Thanks Paul, Softwerk was already on my list of apps to
look at it too. = )
Are you still working on that at all or is it taking a back seat to Ardour
and Jack right not?
its on the backburner, but the only things to do with it all concern
the GUI. oh, except adding "song support". the thing is totally
functional.
Also, did you make playback timing the top priority in
Softwerk? For example, while limited in scope,
Propellorheads did a great
job with Rebirth of making sure that it acted like a 303 or 909; no matter
how much you hit the buttons or twisted the knobs, playback is always even.
softwerk is totally designed like this. you get it for free by using
an MVC programming design. (almost) nothing that happens in the GUI
can stall the engine. softwerk itself likes to use the RTC for timing
purposes. running the engine thread SCHED_FIFO is also a key
ingredient of this.
The thing I'm working on is meant for live gigs, so
for example I want to
make sure that if I execute a copy command, playback is fine even if the
copy command takes a little longer to execute and forces the next input to
wait a bit. I don't know enough C to know where to look in an app for that
kind of business. Any other suggestions anyone? Any good books introducing
this kind of thing?
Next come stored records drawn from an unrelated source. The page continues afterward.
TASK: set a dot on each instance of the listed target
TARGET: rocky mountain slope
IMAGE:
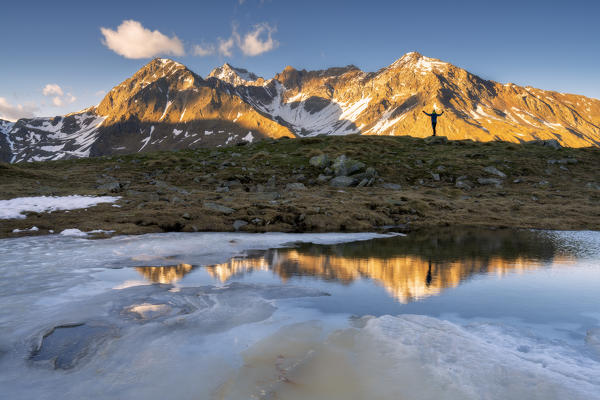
(166, 106)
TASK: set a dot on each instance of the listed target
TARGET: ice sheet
(13, 208)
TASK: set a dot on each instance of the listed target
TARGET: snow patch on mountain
(232, 75)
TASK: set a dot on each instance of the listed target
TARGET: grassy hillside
(259, 187)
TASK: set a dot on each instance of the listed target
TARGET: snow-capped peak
(418, 62)
(232, 75)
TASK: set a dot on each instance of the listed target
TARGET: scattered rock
(463, 184)
(238, 223)
(299, 177)
(295, 186)
(323, 178)
(342, 181)
(563, 161)
(112, 187)
(232, 183)
(320, 161)
(436, 140)
(209, 205)
(268, 196)
(391, 186)
(548, 143)
(490, 181)
(344, 166)
(494, 171)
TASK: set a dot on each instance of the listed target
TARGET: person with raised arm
(433, 117)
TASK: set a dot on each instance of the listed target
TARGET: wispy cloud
(132, 40)
(203, 50)
(257, 41)
(254, 42)
(59, 98)
(52, 89)
(226, 46)
(14, 112)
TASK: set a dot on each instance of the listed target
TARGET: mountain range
(164, 106)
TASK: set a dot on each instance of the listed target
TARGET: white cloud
(226, 46)
(132, 40)
(13, 113)
(59, 98)
(52, 89)
(252, 44)
(204, 50)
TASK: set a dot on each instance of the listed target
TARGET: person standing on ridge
(433, 116)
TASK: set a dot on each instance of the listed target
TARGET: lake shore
(303, 185)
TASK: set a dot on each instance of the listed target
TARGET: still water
(447, 314)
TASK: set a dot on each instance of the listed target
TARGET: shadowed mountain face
(166, 106)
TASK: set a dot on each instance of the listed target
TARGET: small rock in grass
(238, 223)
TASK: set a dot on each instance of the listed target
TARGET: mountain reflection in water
(409, 268)
(166, 273)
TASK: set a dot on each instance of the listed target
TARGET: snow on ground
(14, 208)
(248, 137)
(32, 229)
(77, 233)
(245, 340)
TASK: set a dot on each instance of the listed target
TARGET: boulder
(494, 171)
(463, 184)
(238, 223)
(323, 178)
(548, 143)
(295, 186)
(209, 205)
(342, 181)
(112, 187)
(344, 166)
(320, 161)
(391, 186)
(490, 181)
(436, 140)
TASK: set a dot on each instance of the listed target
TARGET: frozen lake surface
(448, 314)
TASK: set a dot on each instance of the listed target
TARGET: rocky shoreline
(320, 184)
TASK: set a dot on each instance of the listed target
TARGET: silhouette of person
(433, 116)
(428, 278)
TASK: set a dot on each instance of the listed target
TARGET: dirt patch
(417, 185)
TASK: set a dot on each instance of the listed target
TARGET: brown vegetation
(210, 189)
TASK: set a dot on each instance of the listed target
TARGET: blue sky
(56, 59)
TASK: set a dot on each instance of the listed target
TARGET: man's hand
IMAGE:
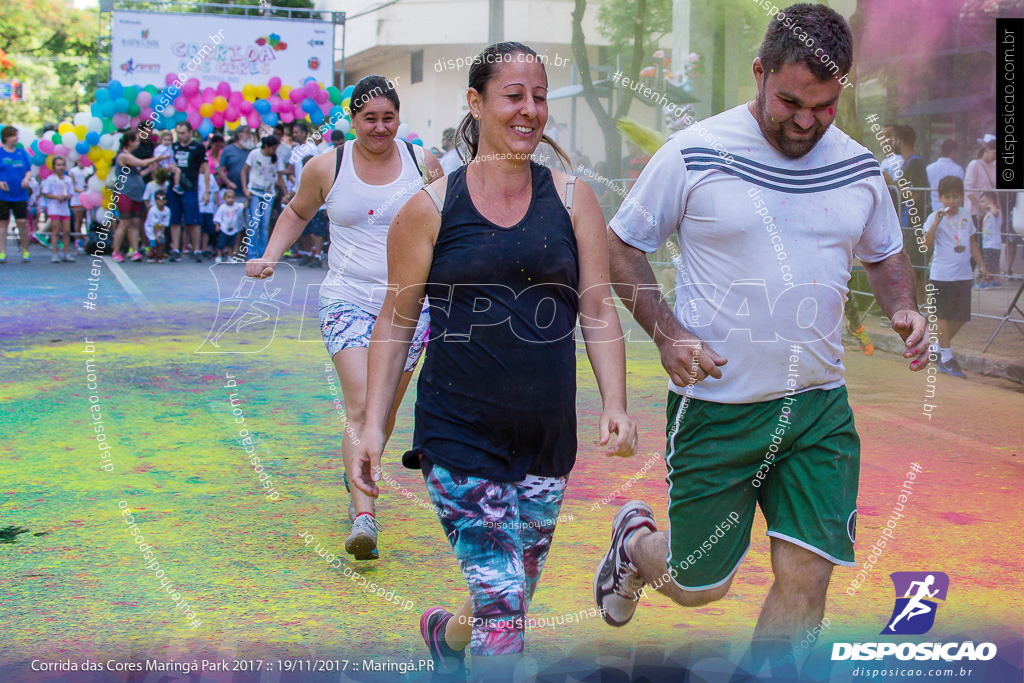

I'd like to find a bridge between basic C books and code
and reading code of fully featured complex apps.
i haven't read any books on MVC per se, although they exist. "design
patterns" (gamma et al.) is always a good place to start (though it
assumes an OOP orientation, to some extent). the simplest way to do
MVC is to partition your app into an engine and a GUI with a defined
communication protocol between them (function calls, TCP/IP,
whatever). don't allow the engine code to include any GUI headers or
reference any GUI objects. never. under any circumstances. jMax goes
all the way, and forces the GUI to control the engine via a udp socket
from a separate process IIRC. ardour+softwerk have clean separation,
but put both the UI and engine in the same process and uses function
calls and anonymous callbacks to facilitate communication.